In the current release of SQL Server Integration Services, the SQL statement in an Execute SQL task can contain a MERGE statement. This MERGE statement enables you to accomplish multiple INSERT, UPDATE, and DELETE operations in a single statement.
To use the MERGE statement in a package, follow these steps:
Create a Data Flow task that loads, transforms, and saves the source data to a temporary or staging table.
Create an Execute SQL task that contains the MERGE statement.
Connect the Data Flow task to the Execute SQL task, and use the data in the staging table as the input for the MERGE statement.
Although a MERGE statement typically requires a staging table in this scenario, the performance of the MERGE statement usually exceeds that of the row-by-row lookup performed by the Lookup transformation. MERGE is also useful when the large size of a lookup table would test the memory that is available to the Lookup transformation for caching its reference table.
For a sample destination component that supports the use of the MERGE statement, see the CodePlex community sample, MERGE Destination.
Typically, you use the MERGE statement when you want to apply changes that include inserts, updates, and deletions from one table to another table. Prior to SQL Server 2008, this process required both a Lookup transformation and multiple OLE DB Command transformations. The Lookup transformation performed a row-by-row lookup to determine whether each row was new or changed. The OLE DB Command transformations then performed the necessary INSERT, UPDATE, and DELETE operations. Beginning in SQL Server 2008, a single MERGE statement can replace both the Lookup transformation and the corresponding OLE DB Command transformations.
MERGE with Incremental Loads
The change data capture functionality that is new in SQL Server 2008 makes it easier to perform incremental loads reliably to a data warehouse. As an alternative to using parameterized OLE DB Command transformations to perform the inserts and the updates, you can use the MERGE statement to combine both operations.
For more information, see Apply the Changes to the Destination.
MERGE in Other Scenarios
In the following scenarios, you can use the MERGE statement either outside or inside an Integration Services package. However, an Integration Services package is often required to load this data from multiple heterogeneous sources, and then to combine and cleanse the data. Therefore, you might consider using the MERGE statement in a package for convenience and ease of maintenance.
Track Buying Habits
The FactBuyingHabits table in the data warehouse tracks the last date on which a customer bought a given product. The table consists of ProductID, CustomerID and PurchaseDate columns. Every week, the transactional database generates a PurchaseRecords table that includes the purchases made during that week. The objective is to use a single MERGE statement to merge the information in the PurchaseRecords table into the FactBuyingHabits table.
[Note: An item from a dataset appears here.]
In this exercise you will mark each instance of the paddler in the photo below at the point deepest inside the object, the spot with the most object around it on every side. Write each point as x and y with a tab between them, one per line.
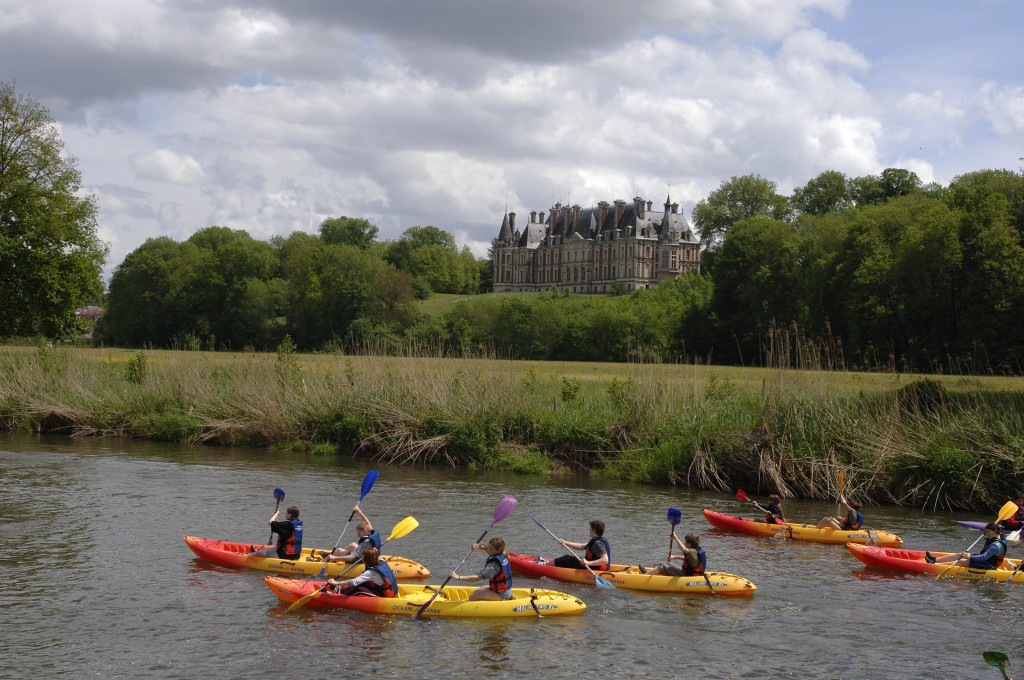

For product-customer pairs that do not exist, the MERGE statement inserts new rows. For product-customer pairs that exist, the MERGE statement updates the most recent date-of-purchase.
Track Price History
The DimBook table represents the list of books in the inventory of a book seller and identifies the price history of each book. This table has these columns: ISBN, ProductID, Price, Shelf, and IsCurrent. This table also has one row for each price the book has had. One of these rows contains the current price. To indicate which row contains the current price, the value of the IsCurrent column for that row is set to 1.
Every week, the database generates a WeeklyChanges table that contains price changes for the week and new books that were added during the week. By using a single MERGE statement, you can apply the changes in the WeeklyChanges table to the DimBook table. The MERGE statement inserts new rows for newly-added books, and updates the IsCurrent column to 0 for rows of existing books whose prices have changed. The MERGE statement also inserts new rows for books whose prices have changed, and for these new rows, sets the value of the IsCurrent column to 1.
Merge a Table with New Data Against the Old Table
The database models the properties of an object by using an “open schema,” that is, a table contains name-value pairs for each property. The Properties table has three columns: EntityID, PropertyID, and Value. A NewProperties table that is a newer version of the table has to be synchronized with the Properties table. To synchronize these two tables, you can use a single MERGE statement to perform the following operations:
Delete properties from the Properties table if they are absent from the NewProperties table.
Update values for properties that are in the Properties table with new values found in the NewProperties table.
Insert new properties for properties that are in the NewProperties table but are not found in the Properties table.
This approach is useful in scenarios that resemble replication scenarios, where the objective is to keep data in two tables on two servers synchronized.
The Inventory database has a ProductsInventory table that has ProductID and StockOnHand columns. A Shipments table with ProductID, CustomerID, and Quantity columns tracks shipments of products to customers. The ProductInventory table has to be updated daily based on information in the Shipments table. A single MERGE statement can reduce the inventory in the ProductInventory table based on the shipments made. If the inventory for a product has been reduced to 0, that MERGE statement can also delete that product row from the ProductInventory table.